Reviewer Andrew Saroch of Far East Films gave the film a rating of 4 out of 5 stars, writing, "'Shaolin Intruders' is full of the intrigue and elevated quality that had been expected of films released under the banner. Choreographer par excellence Tang Chia manages to create a superior blend of the aforementioned assets along with excellent characterisation and enjoyable comedy. The casting doesn't leap off the page, but Chia crafts a kung-fu adventure that is as much about personalities as it is about action." The review concludes, "'Shaolin Intruders' doesn't offer any of the genre-defining moments that leap out of the true masterpieces of the genre. [...] However, this is without doubt another strong recommendation for all Shaw Brothers fans and the like. A classy production."

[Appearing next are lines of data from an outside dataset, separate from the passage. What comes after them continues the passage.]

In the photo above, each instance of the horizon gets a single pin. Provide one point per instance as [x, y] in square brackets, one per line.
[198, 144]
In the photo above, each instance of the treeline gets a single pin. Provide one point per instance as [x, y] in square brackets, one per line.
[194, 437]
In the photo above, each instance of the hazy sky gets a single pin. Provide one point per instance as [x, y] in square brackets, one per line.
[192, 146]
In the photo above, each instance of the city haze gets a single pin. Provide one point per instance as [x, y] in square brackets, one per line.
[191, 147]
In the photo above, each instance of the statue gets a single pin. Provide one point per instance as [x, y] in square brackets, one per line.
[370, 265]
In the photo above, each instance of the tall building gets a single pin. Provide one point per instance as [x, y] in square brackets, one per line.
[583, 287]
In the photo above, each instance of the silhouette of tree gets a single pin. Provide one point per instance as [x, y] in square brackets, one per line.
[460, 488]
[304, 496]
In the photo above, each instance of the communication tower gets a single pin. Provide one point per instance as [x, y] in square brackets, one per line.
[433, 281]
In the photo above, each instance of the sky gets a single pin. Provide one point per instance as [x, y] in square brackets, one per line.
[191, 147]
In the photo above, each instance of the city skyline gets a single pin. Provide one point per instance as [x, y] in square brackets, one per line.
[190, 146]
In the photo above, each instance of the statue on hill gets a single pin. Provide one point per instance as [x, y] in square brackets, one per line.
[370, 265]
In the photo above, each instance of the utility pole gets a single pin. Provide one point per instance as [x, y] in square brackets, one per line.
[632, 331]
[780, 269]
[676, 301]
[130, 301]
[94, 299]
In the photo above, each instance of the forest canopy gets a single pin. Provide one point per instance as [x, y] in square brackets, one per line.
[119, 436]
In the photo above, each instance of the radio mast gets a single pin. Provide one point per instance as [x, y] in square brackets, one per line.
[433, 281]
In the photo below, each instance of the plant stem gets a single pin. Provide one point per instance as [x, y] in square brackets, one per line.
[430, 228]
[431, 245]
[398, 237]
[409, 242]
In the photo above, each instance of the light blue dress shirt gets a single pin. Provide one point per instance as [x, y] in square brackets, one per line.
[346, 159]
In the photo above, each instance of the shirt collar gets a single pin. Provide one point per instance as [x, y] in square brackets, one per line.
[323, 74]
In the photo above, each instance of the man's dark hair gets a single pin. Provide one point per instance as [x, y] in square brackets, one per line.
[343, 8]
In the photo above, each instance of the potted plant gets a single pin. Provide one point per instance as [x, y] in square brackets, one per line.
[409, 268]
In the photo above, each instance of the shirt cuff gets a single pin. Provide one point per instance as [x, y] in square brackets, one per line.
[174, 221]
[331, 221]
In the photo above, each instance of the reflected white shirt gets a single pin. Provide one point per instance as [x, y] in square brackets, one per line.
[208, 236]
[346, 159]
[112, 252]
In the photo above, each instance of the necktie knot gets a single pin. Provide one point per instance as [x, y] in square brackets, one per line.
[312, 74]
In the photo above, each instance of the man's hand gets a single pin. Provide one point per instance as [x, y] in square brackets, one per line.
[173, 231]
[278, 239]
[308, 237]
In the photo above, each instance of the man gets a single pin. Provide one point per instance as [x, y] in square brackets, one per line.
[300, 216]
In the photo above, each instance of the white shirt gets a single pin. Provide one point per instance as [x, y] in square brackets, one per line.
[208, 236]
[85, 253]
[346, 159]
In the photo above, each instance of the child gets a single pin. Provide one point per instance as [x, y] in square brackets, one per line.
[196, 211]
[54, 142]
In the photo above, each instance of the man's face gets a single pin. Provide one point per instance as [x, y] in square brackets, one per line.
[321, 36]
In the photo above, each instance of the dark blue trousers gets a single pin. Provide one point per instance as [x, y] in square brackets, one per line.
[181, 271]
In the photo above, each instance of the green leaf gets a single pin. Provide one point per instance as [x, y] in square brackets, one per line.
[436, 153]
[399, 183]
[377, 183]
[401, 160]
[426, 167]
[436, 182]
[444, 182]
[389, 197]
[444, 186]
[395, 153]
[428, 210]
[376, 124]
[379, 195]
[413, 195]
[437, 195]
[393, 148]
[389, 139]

Reviewer Loron Hays of Reel Reviews gave the film a rating of 5 out of 5 fists, writing, "With a straight-forward story and some absolutely heart-pounding action scenes - one including the shuffling and reshuffling of benches with the challenge of being the first fighter to touch the ground - Shaolin Intruders is top tier entertainment through and through. There's no moment in this martial arts masterpiece which lags or feels out of step. Every moment highlights just how badass these movies can be . . . and Tang Chia proves, once again, he's the right man for the job.

Reviewer Oli of Dark Side Reviews gave the film a rating of 8.5 out of 10, calling it "a little gem of martial inventiveness, with fight scenes bordering on mild madness, sometimes even downright abracadabra!"

Reviewer Chris Hatcher of City on Fire gave the film a rating of 10/10, writing, "the film is magnificent in every sense of the word! From gravity-defying action to intriguing story to great acting, it elevates the typical kung fu tropes to greater heights on every level."